Both My Grandmas Told Me About Men

When I was about 11, I went to the beach with my grandma. A man who worked at the hotel there wanted to show me something, alone. First he showed me the flowers and butterflies of the garden. Then he asked if I knew that all men had a thing, and he pointed to his pants. I felt uncomfortable and froze, then I left, and found my grandma.

She told me not to be alone with men, that they would do something to me. She warned me even though I never told her about what he said. I thought I would be in trouble.

Somehow, still, she seemed to know that he tried to be inappropriate.

She told me men cheated, they only wanted one thing. It seemed to be true. But she took responsibility away from them, and made it seem like they couldn’t help themselves.
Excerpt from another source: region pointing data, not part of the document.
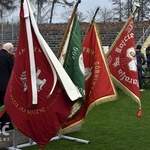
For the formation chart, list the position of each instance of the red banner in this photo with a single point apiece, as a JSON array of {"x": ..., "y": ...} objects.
[
  {"x": 122, "y": 61},
  {"x": 42, "y": 121}
]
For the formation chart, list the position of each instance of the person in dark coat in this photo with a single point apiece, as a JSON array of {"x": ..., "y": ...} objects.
[
  {"x": 6, "y": 66},
  {"x": 140, "y": 61}
]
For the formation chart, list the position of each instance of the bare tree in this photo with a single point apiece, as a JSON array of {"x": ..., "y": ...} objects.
[
  {"x": 5, "y": 6},
  {"x": 118, "y": 9}
]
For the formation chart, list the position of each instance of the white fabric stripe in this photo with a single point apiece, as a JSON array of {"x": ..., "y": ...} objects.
[
  {"x": 31, "y": 56},
  {"x": 53, "y": 70},
  {"x": 65, "y": 47},
  {"x": 69, "y": 86}
]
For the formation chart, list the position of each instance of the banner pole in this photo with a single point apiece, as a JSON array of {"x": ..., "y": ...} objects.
[{"x": 67, "y": 29}]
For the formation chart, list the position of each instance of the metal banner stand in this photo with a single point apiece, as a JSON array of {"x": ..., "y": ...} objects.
[{"x": 32, "y": 143}]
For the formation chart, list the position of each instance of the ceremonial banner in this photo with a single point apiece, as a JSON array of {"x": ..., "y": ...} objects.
[
  {"x": 73, "y": 63},
  {"x": 33, "y": 76},
  {"x": 2, "y": 110},
  {"x": 122, "y": 61},
  {"x": 99, "y": 87}
]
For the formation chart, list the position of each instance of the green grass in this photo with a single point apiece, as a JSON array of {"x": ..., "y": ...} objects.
[{"x": 111, "y": 126}]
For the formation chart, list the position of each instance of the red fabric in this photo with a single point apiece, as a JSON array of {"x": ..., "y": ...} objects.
[
  {"x": 42, "y": 121},
  {"x": 2, "y": 112},
  {"x": 98, "y": 84},
  {"x": 122, "y": 65}
]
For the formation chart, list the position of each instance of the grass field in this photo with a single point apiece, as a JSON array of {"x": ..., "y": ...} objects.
[{"x": 111, "y": 126}]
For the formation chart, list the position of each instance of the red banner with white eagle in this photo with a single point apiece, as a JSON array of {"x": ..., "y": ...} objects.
[
  {"x": 35, "y": 100},
  {"x": 122, "y": 61}
]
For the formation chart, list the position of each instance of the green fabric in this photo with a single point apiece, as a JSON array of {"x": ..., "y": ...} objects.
[{"x": 74, "y": 60}]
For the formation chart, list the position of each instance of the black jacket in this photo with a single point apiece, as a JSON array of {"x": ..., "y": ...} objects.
[{"x": 6, "y": 65}]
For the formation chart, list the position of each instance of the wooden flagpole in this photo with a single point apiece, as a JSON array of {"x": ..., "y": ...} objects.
[
  {"x": 67, "y": 29},
  {"x": 93, "y": 19}
]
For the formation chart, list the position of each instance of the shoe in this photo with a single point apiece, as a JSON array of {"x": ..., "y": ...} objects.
[{"x": 141, "y": 90}]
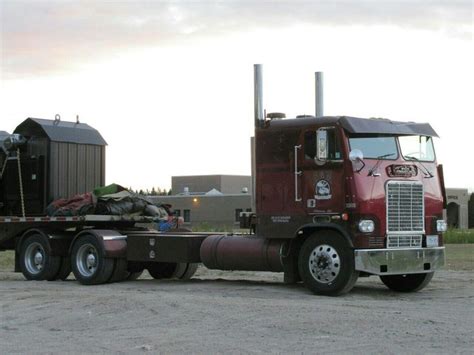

You show a bit of leg or are alone with one, what do you expect?

My grandma told me about men: To keep them at a distance, and let them do nice things for you, but don’t give them a damn inch.

My other grandma told me different things about men.

They were disappointing. They didn’t make enough money. They didn’t keep you in the same kind of luxury that your father could. She had a totally different background. She had had a lot of money as a child, and married a working-class man. No more jewelry, no big fancy house—just work, hard work, and four children.

One saw men as perverts who sucked the life out of you…who wanted sex like an adult, but functioned like a child…who needed a woman to moderate his feelings, do his chores. Women were the stronger sex, and so we had to help men, out of pity.

The other saw men as failures, as creatures who should provide, but who ultimately did not live up to the hype. The past was golden, youth was golden, and the future was just one of hard work and pain. She felt cheated. Her life was supposed to be more opulent, more glamorous.

We made Thanksgiving dinners while they sat and watched football. We sweat from the heat of the stove and they got the leg, the choice cuts. My grandmothers and aunts wondered what life would be like if they never got married, and then asked when I was going to tie the knot.

It’s strange today to hear men gripe about how modern women don’t do what their grandmas did.

All I can think of is: Of course not.

Our grandmas are not examples we follow—they are cautionary tales.

We have to make our own lives, without expectations of anyone else to drag us down or save us.